Laura and Kelly Moffat's Kirrin Finch clothing company makes "menswear-inspired clothes for women, trans and non-binary folks"
NEW YORK - For some, the clothes they wear helps define who they are and how they want to be perceived.
As we celebrate Pride Month, the notion of being seen as your true self is front and center.
CBS2's Cindy Hsu introduces us to designers with a clothing company who are helping to do just that.
Laura and Kelly Moffat are partners in life, and in business.
"We got married in 2014," Laura said.
"We make conscientious menswear-inspired clothes for women, trans and non-binary folks," Kelly said.
Their Brooklyn-based company Kirrin Finch was founded in 2015.
"We got tired of walking into the men's section, saying we really liked the styles, but they don't fit our bodies. So we set out to solve the problem," Kelly said.
The Kirrin Finch aesthetic is classic menswear design including details, but with an added twist. The Moffats say looking for outfits for their own wedding was the spark for the idea.
"We ended up getting custom suits made for our wedding, partly because we couldn't find anything," Laura said.
"For someone like us, it was really either custom suits, or trying to make what existed in traditional women's and menswear work. And you know, menswear, it would be busting at the chest, too tight on the hips," Kelly said.
Now they say suiting and accessories for weddings and formal occasions has become an important part of their online business, adding they hear from customers sharing their own stories.
"We see them so happy. And they feel so amazing and authentic and competent," Laura said.

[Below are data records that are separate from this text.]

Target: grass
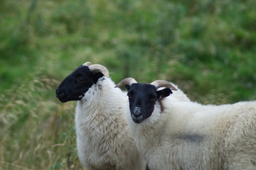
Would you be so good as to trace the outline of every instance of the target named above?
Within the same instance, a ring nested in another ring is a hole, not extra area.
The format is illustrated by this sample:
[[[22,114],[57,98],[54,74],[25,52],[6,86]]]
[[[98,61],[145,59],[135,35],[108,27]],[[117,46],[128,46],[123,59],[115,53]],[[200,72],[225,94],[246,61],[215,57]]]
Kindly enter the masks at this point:
[[[87,61],[117,83],[166,79],[203,103],[255,100],[256,3],[3,0],[0,169],[82,169],[75,102],[55,89]]]

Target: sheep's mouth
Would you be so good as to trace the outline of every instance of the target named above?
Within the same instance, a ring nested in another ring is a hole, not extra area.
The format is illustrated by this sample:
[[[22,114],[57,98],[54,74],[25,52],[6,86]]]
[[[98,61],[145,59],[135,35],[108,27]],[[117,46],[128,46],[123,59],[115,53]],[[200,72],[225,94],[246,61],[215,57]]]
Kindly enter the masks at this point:
[[[132,115],[132,121],[134,121],[136,123],[140,123],[143,122],[143,120],[144,120],[142,115],[135,116],[134,115]]]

Moving forward, and taking cues from their community of customers, they plan to expand their line.
"We don't want to wear a 'boyfriend jean,' right. Like, many of our customers don't have boyfriends. You know, they might identify as queer, right? So like a 'boyfriend jean' is sort of, a little bit, like, not appropriate."

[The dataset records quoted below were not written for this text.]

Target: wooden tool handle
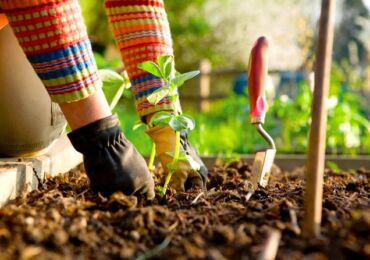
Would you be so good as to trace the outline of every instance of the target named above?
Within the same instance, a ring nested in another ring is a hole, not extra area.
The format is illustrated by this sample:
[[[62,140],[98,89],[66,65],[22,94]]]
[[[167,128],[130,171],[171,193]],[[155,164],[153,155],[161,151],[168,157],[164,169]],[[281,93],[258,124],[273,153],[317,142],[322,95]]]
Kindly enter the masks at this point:
[[[264,123],[267,111],[265,84],[268,73],[268,40],[260,37],[254,43],[249,58],[248,94],[252,124]]]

They say they always keep ideal of authenticity at the forefront, even in choosing models who speak to the brand, and the customers.
"It's generally people in the LGBTQ+ plus community. But that doesn't mean - it doesn't exclude people that just generally enjoy, like, a more masculine aesthetic, right?" Laura said.
"This is how you want to present yourself, however you identify whoever you are. This is how you feel comfortable, then that's what you should wear," Kelly said.